If you notice that your skin breaks out after applying makeup, try to identify the product that is causing your acne and stop using it.
Makeup tip #5: Remove your makeup completely at the end of the day
Not washing makeup off your skin not only causes it to break out more frequently but the makeup and environmental pollutants that are accumulated during the day can seep into your pores.
This can break down collagen and elastin which can in turn speed up the aging process, leaving you with fine lines and wrinkles. Dead skin cells can also accumulate leading to dull, dry skin.
Makeup tip #6: Remove makeup before exercising
Wearing makeup whilst exercising can cause you to break out. When you work out, your makeup mixes with oil and sweat, which in turn results in congestion and prevents those pores from being able to release sweat.

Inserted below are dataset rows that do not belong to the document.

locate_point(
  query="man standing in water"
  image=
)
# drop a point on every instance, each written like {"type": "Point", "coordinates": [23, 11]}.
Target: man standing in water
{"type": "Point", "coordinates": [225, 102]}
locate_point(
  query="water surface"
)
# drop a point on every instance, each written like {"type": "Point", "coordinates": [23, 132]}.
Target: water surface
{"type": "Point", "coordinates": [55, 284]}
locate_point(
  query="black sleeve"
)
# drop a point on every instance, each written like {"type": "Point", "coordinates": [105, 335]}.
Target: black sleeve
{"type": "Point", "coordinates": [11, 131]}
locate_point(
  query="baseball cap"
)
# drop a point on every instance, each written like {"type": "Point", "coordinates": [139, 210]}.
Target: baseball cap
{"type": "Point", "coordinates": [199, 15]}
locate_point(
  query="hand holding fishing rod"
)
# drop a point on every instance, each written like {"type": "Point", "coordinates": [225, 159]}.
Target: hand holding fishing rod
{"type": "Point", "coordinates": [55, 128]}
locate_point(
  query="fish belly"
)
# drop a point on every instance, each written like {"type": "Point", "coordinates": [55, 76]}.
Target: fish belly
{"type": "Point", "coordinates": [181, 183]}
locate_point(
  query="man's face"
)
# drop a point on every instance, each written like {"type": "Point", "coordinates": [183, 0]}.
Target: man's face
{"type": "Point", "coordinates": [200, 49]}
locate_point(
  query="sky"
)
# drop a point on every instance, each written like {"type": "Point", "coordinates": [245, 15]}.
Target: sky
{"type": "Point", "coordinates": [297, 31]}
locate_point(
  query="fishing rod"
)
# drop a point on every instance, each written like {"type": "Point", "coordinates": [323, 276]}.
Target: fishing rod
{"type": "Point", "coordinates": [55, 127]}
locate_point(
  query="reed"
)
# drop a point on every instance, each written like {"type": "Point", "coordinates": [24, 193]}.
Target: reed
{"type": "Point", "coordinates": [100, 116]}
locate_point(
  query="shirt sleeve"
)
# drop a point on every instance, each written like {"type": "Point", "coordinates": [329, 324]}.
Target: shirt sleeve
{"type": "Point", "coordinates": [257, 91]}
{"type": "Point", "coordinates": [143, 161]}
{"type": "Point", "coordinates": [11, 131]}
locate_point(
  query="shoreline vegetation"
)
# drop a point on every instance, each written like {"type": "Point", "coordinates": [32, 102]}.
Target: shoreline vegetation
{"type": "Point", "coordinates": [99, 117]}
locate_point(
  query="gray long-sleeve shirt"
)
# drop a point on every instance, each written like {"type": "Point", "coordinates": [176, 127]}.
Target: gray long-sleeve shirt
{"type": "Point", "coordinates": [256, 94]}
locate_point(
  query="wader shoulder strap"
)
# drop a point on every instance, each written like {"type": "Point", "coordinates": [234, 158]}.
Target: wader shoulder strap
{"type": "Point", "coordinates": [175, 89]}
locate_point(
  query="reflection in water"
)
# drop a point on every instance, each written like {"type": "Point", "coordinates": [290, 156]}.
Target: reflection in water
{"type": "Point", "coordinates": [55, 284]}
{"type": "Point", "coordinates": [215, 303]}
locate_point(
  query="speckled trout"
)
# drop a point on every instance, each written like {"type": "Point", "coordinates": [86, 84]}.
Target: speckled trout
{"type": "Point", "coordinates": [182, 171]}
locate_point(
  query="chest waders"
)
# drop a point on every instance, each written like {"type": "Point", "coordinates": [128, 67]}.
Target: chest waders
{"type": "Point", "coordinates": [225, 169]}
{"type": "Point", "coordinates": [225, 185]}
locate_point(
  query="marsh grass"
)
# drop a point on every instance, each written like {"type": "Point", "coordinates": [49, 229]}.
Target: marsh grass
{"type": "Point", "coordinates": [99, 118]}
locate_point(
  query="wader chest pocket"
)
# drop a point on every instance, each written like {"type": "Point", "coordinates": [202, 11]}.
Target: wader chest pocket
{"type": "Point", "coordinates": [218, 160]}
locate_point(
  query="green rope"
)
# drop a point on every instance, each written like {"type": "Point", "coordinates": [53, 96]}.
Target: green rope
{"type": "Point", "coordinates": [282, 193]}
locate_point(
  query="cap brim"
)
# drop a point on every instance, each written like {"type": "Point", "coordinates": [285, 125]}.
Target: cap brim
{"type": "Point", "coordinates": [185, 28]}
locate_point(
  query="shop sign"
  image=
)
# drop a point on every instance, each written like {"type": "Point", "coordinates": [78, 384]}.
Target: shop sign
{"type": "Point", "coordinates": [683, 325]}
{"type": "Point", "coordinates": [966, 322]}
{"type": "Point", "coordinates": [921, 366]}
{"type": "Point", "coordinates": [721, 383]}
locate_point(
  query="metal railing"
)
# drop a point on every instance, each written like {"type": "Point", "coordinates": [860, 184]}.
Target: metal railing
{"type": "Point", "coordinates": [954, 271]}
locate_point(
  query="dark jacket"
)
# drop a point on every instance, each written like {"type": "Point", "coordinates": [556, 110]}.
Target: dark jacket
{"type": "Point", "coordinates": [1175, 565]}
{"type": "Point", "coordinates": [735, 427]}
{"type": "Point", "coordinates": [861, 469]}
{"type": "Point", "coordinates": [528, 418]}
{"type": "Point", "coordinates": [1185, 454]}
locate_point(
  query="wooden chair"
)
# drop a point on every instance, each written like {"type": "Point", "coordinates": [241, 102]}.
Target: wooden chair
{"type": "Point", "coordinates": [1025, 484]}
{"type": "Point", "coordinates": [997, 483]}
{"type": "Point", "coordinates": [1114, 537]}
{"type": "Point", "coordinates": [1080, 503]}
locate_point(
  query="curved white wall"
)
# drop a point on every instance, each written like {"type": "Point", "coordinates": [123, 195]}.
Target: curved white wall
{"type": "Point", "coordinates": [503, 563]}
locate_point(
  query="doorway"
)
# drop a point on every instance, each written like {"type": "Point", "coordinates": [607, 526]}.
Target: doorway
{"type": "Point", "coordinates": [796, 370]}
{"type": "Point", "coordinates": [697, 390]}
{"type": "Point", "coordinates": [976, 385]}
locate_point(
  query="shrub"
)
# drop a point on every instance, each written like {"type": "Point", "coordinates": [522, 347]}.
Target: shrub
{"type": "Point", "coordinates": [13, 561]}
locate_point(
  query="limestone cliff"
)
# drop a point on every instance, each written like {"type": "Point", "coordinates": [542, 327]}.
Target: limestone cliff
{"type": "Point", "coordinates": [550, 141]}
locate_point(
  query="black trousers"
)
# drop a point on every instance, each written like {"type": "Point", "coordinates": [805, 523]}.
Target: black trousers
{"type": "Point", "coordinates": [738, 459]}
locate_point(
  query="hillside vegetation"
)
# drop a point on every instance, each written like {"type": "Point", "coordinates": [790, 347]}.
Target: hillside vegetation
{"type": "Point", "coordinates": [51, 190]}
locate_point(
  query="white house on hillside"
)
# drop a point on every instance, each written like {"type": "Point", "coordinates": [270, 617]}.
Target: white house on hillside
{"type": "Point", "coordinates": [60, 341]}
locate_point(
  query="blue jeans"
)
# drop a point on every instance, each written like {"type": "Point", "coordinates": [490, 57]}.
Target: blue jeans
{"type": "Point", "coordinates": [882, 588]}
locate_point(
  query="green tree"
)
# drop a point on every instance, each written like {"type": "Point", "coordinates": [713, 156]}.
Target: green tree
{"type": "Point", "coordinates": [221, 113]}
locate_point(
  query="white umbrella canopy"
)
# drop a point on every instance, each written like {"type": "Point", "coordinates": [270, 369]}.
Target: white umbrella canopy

This can cause breakouts, blackheads and skin irritation. It is always a good idea to remove your makeup before working out.
Makeup tip #7: Have a break every now and then
Wearing makeup every day will cause it to break out more frequently. Having a break will allow your skin to breathe and repair itself.
Make-up tip #8: Check the expiration date
Most cosmetics in Australia do not have a specific use-by date but generally, they need to be used within 12 months of opening them. Beyond this, a product may separate or change in its texture or colour.
For mascara and eyeliner, it is usually less than this – these products are best to be replaced every three months to minimise chances of infection and irritation around the eyes.